[Date Prev][Date Next][Thread Prev][Thread Next][Date Index][Thread Index]

Re: script to harvest spammer's address



>>> Jay Moore 15-Jun-03 04:09 >>>
>
> On Sat, 14 Jun 2003 15:34:41 -0700, you wrote:
>
> > How is the text file formatted?  What separates messages?  The
> > traditional mbox separator is a dot on a line by itself.

No.

The traditional mbox separator is the From_ line:

e.g.  From dummy Mon Apr 02 22:28:25 2001

Some parsers treat any line beginning with From-and-a-space as the
separator, others (e.g.
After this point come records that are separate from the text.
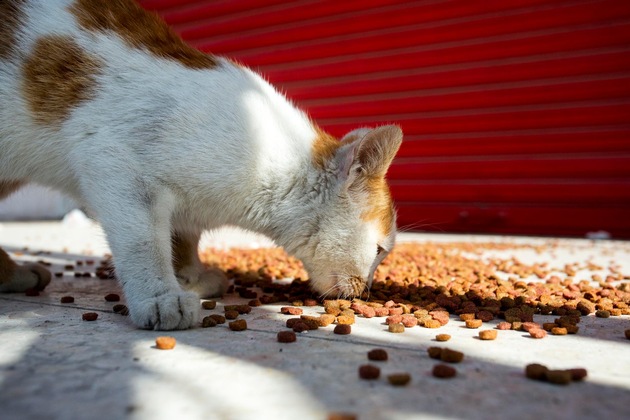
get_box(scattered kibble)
[155,336,177,350]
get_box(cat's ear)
[340,125,403,181]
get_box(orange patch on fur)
[22,36,99,124]
[311,128,342,169]
[361,177,395,236]
[70,0,217,69]
[0,0,24,58]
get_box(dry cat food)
[479,330,497,340]
[105,293,120,302]
[81,312,98,321]
[525,363,588,385]
[228,319,247,331]
[368,349,388,362]
[155,336,177,350]
[201,300,217,310]
[431,363,457,379]
[359,365,381,380]
[277,331,297,343]
[333,324,354,335]
[387,373,411,386]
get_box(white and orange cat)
[0,0,402,330]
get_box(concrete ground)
[0,221,630,420]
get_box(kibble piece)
[440,348,464,363]
[529,328,547,339]
[422,319,442,328]
[105,293,120,302]
[479,330,497,340]
[333,324,354,335]
[466,319,483,328]
[81,312,98,321]
[225,311,238,319]
[432,363,457,379]
[228,319,247,331]
[359,365,381,380]
[155,336,176,350]
[201,300,217,310]
[388,323,405,333]
[595,309,610,318]
[427,347,442,359]
[280,306,303,315]
[368,349,387,362]
[551,327,567,335]
[208,314,225,324]
[545,370,572,385]
[201,316,222,328]
[387,373,411,386]
[277,331,297,343]
[525,363,549,381]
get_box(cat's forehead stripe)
[0,0,24,58]
[22,36,100,125]
[70,0,217,69]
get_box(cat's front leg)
[172,232,227,298]
[90,183,199,330]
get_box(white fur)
[0,0,402,329]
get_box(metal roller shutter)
[140,0,630,238]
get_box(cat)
[0,0,403,330]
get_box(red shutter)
[141,0,630,238]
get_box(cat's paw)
[177,268,228,298]
[129,290,199,330]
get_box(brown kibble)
[81,312,98,321]
[387,373,411,386]
[208,314,225,324]
[201,316,222,328]
[479,330,497,340]
[528,328,547,338]
[422,319,442,328]
[525,363,549,381]
[545,370,573,385]
[201,300,217,310]
[280,306,304,315]
[551,327,567,335]
[368,349,387,362]
[277,331,297,343]
[333,324,354,335]
[155,336,176,350]
[595,309,610,318]
[432,363,457,379]
[359,365,381,380]
[466,319,483,329]
[440,348,464,363]
[388,323,405,333]
[105,293,120,302]
[228,319,247,331]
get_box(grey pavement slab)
[0,221,630,419]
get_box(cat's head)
[301,125,403,298]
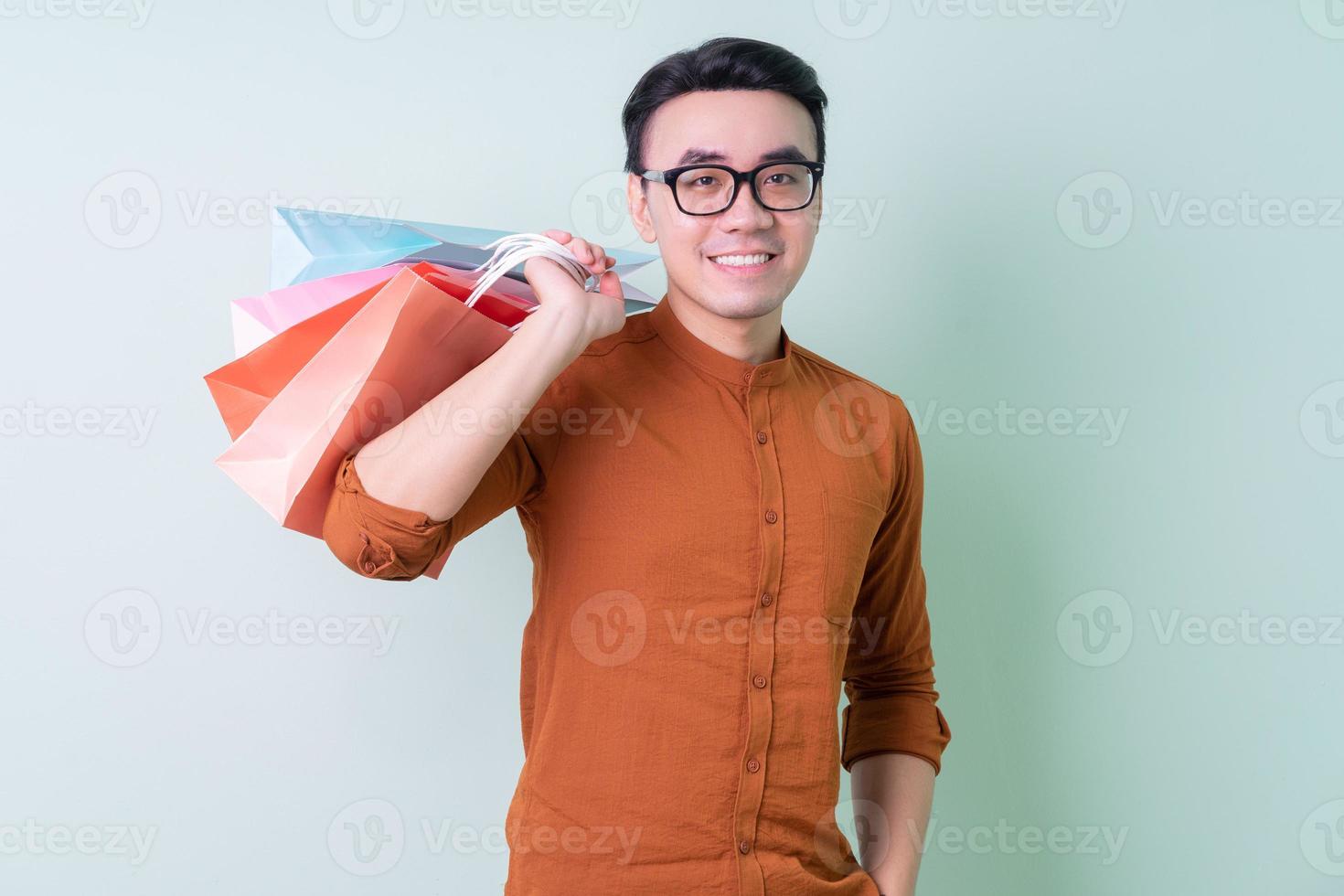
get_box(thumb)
[597,270,625,298]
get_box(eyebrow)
[676,144,807,165]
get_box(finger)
[590,243,606,277]
[597,272,625,300]
[570,237,592,264]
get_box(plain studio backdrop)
[0,0,1344,896]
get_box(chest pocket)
[821,492,886,626]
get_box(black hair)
[621,37,827,174]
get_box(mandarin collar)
[648,293,793,386]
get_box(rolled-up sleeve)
[840,399,952,773]
[323,408,546,581]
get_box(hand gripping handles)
[466,234,598,329]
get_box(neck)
[663,283,784,364]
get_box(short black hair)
[621,37,827,174]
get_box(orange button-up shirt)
[324,298,952,896]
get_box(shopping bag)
[229,262,402,357]
[215,266,512,578]
[270,207,657,308]
[206,262,532,439]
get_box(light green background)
[0,0,1344,896]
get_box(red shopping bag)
[215,262,527,578]
[206,262,535,439]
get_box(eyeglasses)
[640,161,823,215]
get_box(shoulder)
[793,343,914,443]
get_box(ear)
[625,172,658,243]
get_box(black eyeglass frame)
[640,158,826,218]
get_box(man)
[324,37,950,896]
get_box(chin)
[698,290,784,320]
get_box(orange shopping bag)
[207,262,528,578]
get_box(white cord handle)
[466,234,597,315]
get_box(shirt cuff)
[323,454,452,581]
[840,696,952,775]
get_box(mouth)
[707,252,780,277]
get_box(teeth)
[709,254,770,267]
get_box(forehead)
[644,90,817,168]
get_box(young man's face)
[627,90,821,318]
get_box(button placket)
[734,381,784,896]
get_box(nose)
[719,176,774,229]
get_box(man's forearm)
[849,752,934,896]
[355,304,590,520]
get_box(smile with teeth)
[709,252,774,267]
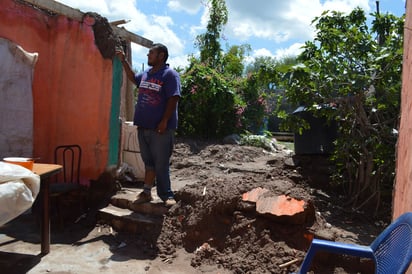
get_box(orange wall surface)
[0,0,112,179]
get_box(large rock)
[242,187,315,224]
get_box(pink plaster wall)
[0,0,112,179]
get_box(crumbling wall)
[0,0,119,179]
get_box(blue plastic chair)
[298,212,412,274]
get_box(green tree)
[178,0,243,139]
[196,0,228,67]
[278,9,404,213]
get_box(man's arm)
[157,95,179,133]
[116,51,137,85]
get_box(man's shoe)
[165,198,176,207]
[133,191,153,204]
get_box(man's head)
[147,43,169,66]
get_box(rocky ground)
[0,139,391,274]
[137,140,390,273]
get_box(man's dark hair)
[150,43,169,63]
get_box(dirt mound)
[150,140,386,273]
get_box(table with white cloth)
[0,161,62,254]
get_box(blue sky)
[57,0,405,70]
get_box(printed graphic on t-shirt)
[139,79,163,106]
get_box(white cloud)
[167,0,201,14]
[53,0,394,66]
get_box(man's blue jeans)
[138,128,175,201]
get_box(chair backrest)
[54,145,82,184]
[370,212,412,274]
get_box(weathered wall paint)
[0,0,118,179]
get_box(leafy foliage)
[178,0,265,139]
[278,9,404,213]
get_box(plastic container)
[3,157,34,170]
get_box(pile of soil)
[147,140,390,273]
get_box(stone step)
[110,188,168,216]
[98,204,163,233]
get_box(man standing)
[116,44,180,207]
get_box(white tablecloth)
[0,162,40,226]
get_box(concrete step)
[98,205,163,233]
[98,187,168,233]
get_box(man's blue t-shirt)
[134,65,180,129]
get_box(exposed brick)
[242,187,269,203]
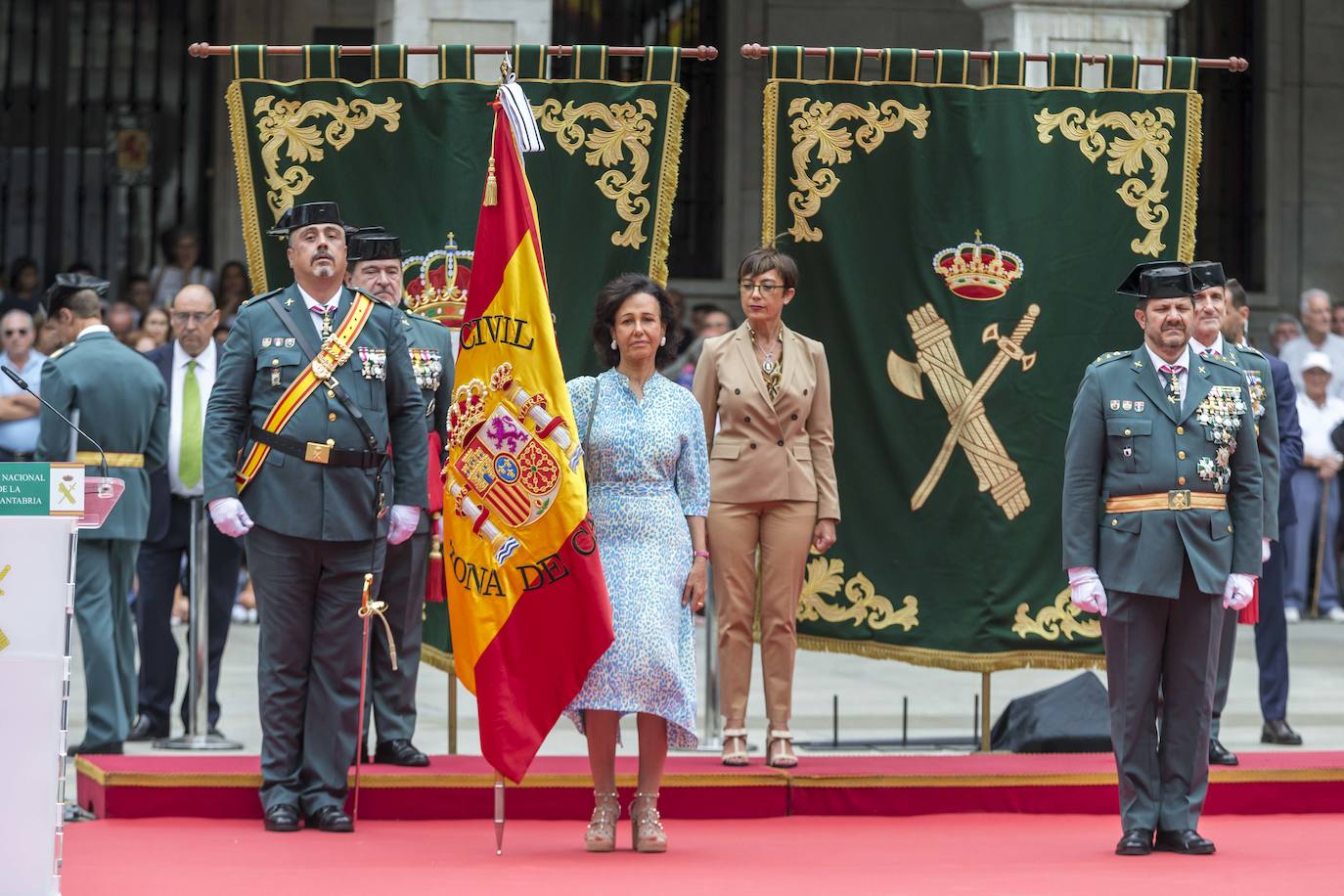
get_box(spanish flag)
[443,102,614,782]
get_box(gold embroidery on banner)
[252,97,402,219]
[798,557,919,631]
[532,98,658,248]
[1036,106,1176,258]
[789,97,928,244]
[1012,589,1100,641]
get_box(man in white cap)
[1283,352,1344,622]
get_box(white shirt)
[1297,392,1344,457]
[1278,334,1344,396]
[1143,342,1189,411]
[168,338,215,497]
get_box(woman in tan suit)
[693,247,840,767]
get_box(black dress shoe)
[1261,719,1302,747]
[126,713,169,741]
[1208,738,1242,766]
[1156,829,1214,856]
[374,740,428,769]
[308,806,355,834]
[66,740,125,756]
[1115,828,1153,856]
[266,803,298,832]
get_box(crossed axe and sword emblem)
[887,302,1040,519]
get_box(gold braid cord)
[1012,589,1100,641]
[784,97,928,244]
[532,98,658,248]
[252,97,402,219]
[1036,106,1176,258]
[798,557,919,631]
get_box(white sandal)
[765,730,798,769]
[723,728,747,767]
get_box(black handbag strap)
[270,295,381,454]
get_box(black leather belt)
[248,424,383,470]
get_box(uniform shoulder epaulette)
[1093,348,1135,367]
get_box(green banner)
[226,58,688,669]
[763,71,1200,672]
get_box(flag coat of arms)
[443,100,613,782]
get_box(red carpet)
[64,814,1344,896]
[75,751,1344,821]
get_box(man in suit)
[36,274,168,753]
[346,227,453,767]
[128,285,240,740]
[1189,262,1279,766]
[1214,278,1302,747]
[204,202,426,831]
[1063,262,1261,856]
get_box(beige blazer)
[691,324,840,519]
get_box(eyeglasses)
[169,312,215,327]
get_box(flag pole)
[495,771,504,856]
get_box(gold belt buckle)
[304,442,332,464]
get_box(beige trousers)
[707,501,817,724]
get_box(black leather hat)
[42,274,111,317]
[1115,262,1196,298]
[1189,262,1227,291]
[266,202,357,237]
[345,227,402,265]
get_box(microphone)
[0,364,108,479]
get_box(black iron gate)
[0,0,216,300]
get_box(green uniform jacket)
[1063,348,1262,598]
[202,284,426,541]
[36,332,168,541]
[1215,339,1279,541]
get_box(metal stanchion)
[700,576,723,752]
[155,498,244,749]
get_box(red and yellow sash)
[234,292,374,492]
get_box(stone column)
[963,0,1189,89]
[377,0,551,82]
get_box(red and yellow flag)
[443,106,613,782]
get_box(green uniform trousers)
[75,535,140,745]
[1100,560,1225,830]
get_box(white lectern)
[0,464,125,893]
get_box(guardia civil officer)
[346,227,453,766]
[1063,262,1262,856]
[36,274,168,753]
[1189,262,1279,766]
[204,202,426,831]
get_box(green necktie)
[177,359,202,489]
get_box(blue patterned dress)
[564,368,709,749]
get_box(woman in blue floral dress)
[565,274,709,852]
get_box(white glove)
[387,504,420,544]
[1223,572,1255,609]
[209,498,252,539]
[1068,567,1106,616]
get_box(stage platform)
[75,751,1344,821]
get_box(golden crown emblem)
[933,230,1024,302]
[402,234,474,328]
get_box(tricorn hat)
[1189,262,1227,291]
[266,202,357,237]
[345,227,402,263]
[1115,262,1194,298]
[42,274,111,317]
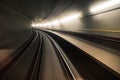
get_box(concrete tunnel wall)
[49,9,120,38]
[0,2,120,52]
[0,2,32,50]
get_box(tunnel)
[0,0,120,80]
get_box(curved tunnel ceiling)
[2,0,97,19]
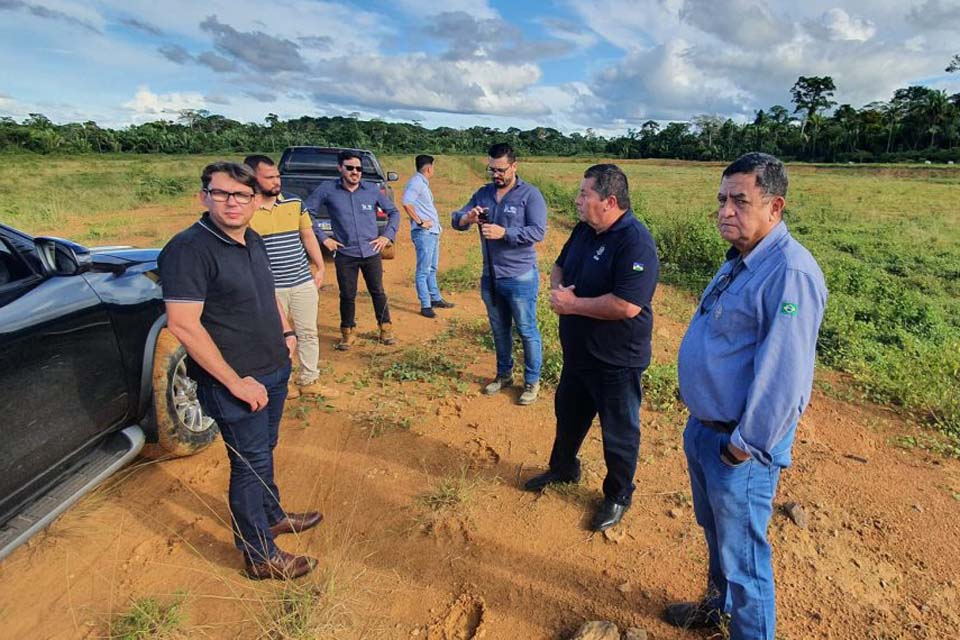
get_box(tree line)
[0,76,960,162]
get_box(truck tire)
[143,329,220,458]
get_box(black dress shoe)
[590,500,630,531]
[523,471,580,491]
[663,602,725,629]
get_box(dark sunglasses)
[203,189,254,204]
[700,258,746,315]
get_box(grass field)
[0,155,960,441]
[524,160,960,440]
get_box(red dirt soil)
[0,167,960,640]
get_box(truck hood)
[90,246,160,264]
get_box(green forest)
[0,74,960,163]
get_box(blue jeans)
[480,267,543,384]
[683,417,796,640]
[197,364,290,563]
[550,366,643,505]
[410,227,442,307]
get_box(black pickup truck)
[278,147,400,260]
[0,224,219,558]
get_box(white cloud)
[121,86,207,121]
[820,8,877,42]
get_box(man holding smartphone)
[452,143,547,405]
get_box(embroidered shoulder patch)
[780,302,799,317]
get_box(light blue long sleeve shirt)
[401,171,441,235]
[304,179,400,258]
[450,176,547,278]
[677,222,827,465]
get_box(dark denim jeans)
[683,417,796,640]
[197,364,290,563]
[550,367,643,504]
[333,253,390,328]
[480,267,543,384]
[410,227,441,307]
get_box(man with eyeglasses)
[158,162,322,580]
[305,149,400,351]
[452,143,547,405]
[664,153,827,640]
[524,164,660,531]
[243,155,340,399]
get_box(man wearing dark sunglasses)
[664,153,827,640]
[451,143,547,405]
[305,149,400,351]
[158,162,322,580]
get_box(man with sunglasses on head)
[158,162,322,580]
[304,149,400,351]
[664,153,827,640]
[452,143,547,405]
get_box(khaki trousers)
[277,279,320,384]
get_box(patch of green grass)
[416,469,479,513]
[643,362,683,413]
[107,593,186,640]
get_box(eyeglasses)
[203,189,255,204]
[700,258,746,315]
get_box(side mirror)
[34,238,93,276]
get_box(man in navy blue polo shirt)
[664,153,827,640]
[452,143,547,405]
[304,149,400,351]
[159,162,322,579]
[524,164,660,531]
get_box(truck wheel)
[144,329,220,458]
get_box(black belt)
[698,418,737,434]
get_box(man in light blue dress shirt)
[664,153,827,640]
[403,155,454,318]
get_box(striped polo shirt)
[250,194,313,289]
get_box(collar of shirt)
[198,211,253,245]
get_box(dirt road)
[0,162,960,640]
Pine's C-Client) require a more complicated
match.  Some parsers require a blank line befor the From_ line,
others don't.

My own preference is to treat any line beginning with "From " as the
separator; lines in the body that start with this should be escaped
with a >.  (Lines in the header should not have a space before the :.)
There is ambiguity in implementations as to whether lines beginning
with >From should have additional >s added.  To gain the ability to
always recover exactly what was originally sent, you should add a >
to the beginning of any line that matches /^>*From\s/.  However, not
all implementations have done/do this.

> > If you have some kind of reliable format then a simple perl script
> > wille xtract all From addresses...Assuming that is what you want.
> >
> > Tell us the format you have.  A few lines of perl can handle it.
>
> Cool - here's the format:
> 1) each msg begins with a "Return-Path: "
> 2) next line begins with "Received: " & contains an address in brkts []
> 3) next two line begin w/ white space (tab, it appears)
> 4) if there is more than one received line, the fourth line begins
>    with "Received: ", but rec'd lines 2 -> n are on a single line
> 5) following the final received line, the next line begins "Message-ID: "
> 6) followed by From:, To:, Subject: , etc,etc
> 7) last line of each message is "-- End --" ; this line is preceded by
>    two blank lines (CR, or CR-LF)

And this is why formail is not working for you.  It expects each message
to begin with the From_.

I would recommend writing a Perl script to replace your -- End -- line
with a valid From_ line for the following message.  (And the first message
will also need a From_ line.)

I would also suggest finding out how to create such files in the first
place.  With Pine I just save messages, and the From_ line is included.
Much easier!  I expect it is possible to configure your mail client to
do the same thing somehow.

Hope this helps

Tom Cosgrove